In her time at IBM, Mohnani has also handled programme-oriented roles in finance, setting up a global delivery centre for pre-sales; strategy for the sales transaction support organisation; and managed teams across multiple countries and time zones. Each of these roles built on the skills she had already acquired, she says: ‘You complement your abilities and you also upscale yourself.’

Supporting decisions

To succeed in big corporations, the finance team must become trusted business advisers, she believes. ‘To be able to do this, you need to understand the business itself – the product or the service that you are selling, the ecosystem it operates in, the challenges and risks from continuously changing markets and operating models.’

Business leaders, Mohnani says, are relying increasingly on finance professionals to help them make bold commercial decisions, such as how to gain new business, optimise available resources and mitigate emerging risks. ‘Leaders are looking for insights that will help in sound decision making, enable innovative solutions, and strike the right balance between increased productivity and costs.’
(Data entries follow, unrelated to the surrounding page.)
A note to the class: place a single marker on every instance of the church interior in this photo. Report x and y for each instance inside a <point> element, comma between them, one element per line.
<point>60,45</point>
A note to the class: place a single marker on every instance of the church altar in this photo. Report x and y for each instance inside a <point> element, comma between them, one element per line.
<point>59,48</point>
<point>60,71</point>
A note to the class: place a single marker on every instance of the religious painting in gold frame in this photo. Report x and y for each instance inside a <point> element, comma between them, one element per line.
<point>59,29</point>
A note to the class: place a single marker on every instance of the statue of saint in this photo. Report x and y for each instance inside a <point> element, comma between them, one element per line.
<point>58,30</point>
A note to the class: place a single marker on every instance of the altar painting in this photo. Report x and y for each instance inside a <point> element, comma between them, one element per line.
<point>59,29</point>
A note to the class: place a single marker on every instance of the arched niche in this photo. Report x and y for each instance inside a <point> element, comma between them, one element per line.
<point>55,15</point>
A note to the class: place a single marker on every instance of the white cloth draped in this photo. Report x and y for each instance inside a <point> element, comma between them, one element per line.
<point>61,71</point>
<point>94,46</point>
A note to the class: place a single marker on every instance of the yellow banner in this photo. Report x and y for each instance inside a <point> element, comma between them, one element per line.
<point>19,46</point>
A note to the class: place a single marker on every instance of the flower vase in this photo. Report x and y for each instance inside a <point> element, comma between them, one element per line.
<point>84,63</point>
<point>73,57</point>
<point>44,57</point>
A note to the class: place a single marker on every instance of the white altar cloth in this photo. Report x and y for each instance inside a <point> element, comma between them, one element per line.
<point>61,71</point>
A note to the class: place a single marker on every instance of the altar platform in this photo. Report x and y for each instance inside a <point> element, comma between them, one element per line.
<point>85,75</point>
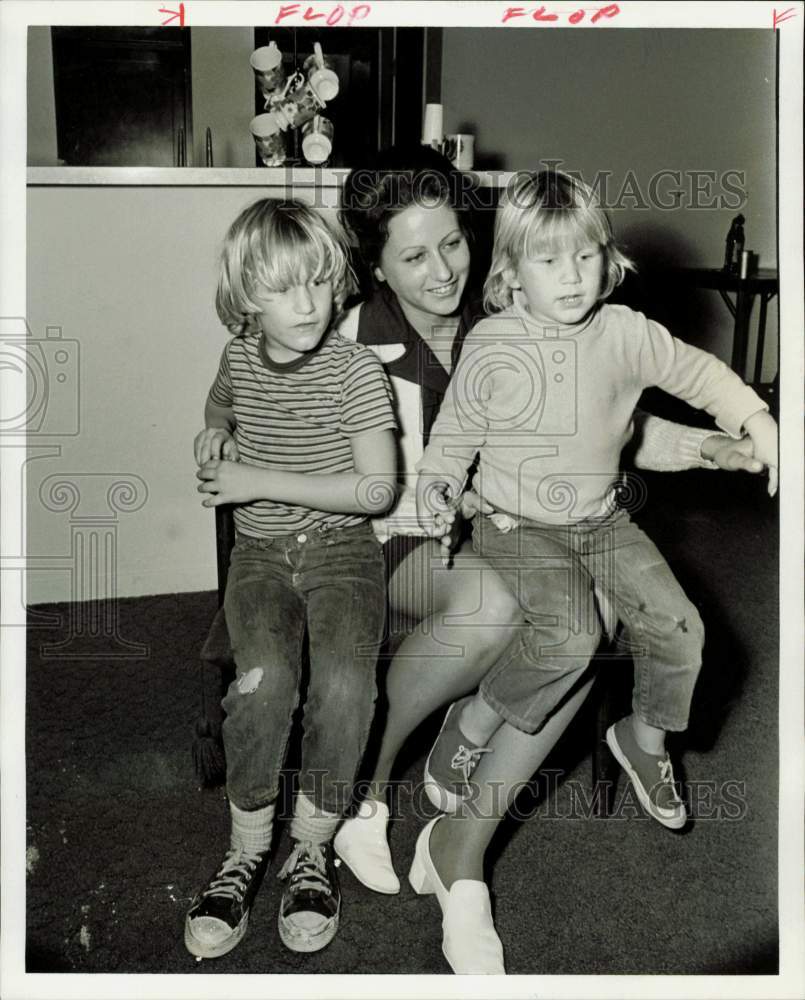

In today’s competitive Asia Pacific business environment, home-grown Indian organisations like Sanovi need to stay ahead of the game. Bangalore is the hub of India’s IT industry and attracts large numbers of foreign companies. Mohnani notes that the city has faced stiff competition from other cities with strong English speaking skills, such as Manila in the Philippines, and Kuala Lumpur, Malaysia.

Even so, India still has significant advantages over its rivals, such as a thriving entrepreneurial culture, strong investor confidence, a young workforce, business-friendly government initiatives and growing regulatory engagement, Mohnani believes. ‘Corporate governance has also been improving. As more and more global companies have set up offices in India, the corporate culture has become more aligned with the West,’ she says.

The growing number of foreign companies based in India has also changed India’s job market. Finding the right candidate for a job, however, is not easy, she says, with many young people emerging from the Indian education system lacking employable skills. ‘Access to a vast array of information should not be mistaken for ability to do the job. Candidates need to be able to apply their knowledge,’ she says.

Her advice to young finance professionals today is to broaden their abilities. As well as excelling in their core technical area, they should constantly upgrade the skills which are relevant in the marketplace. They also need to have confidence and make good judgment calls. ‘There is rarely, if ever, complete information available that covers all eventualities,’ she says. ‘You are working with a data-versus-time situation. A professional should know how to make decisions with limited available data so as to keep moving in the right direction.’

Mohnani also observes that women in business still face a tougher time than men. She recalls an occasion when an applicant for a finance role in IBM reluctantly answered her questions because he assumed she was the assistant screening the candidate prior to the interview with a male manager. But things are changing. ‘Now it is just about you, how far you want to go, how aggressively you want to pursue your career and what sacrifices you are willing to make.’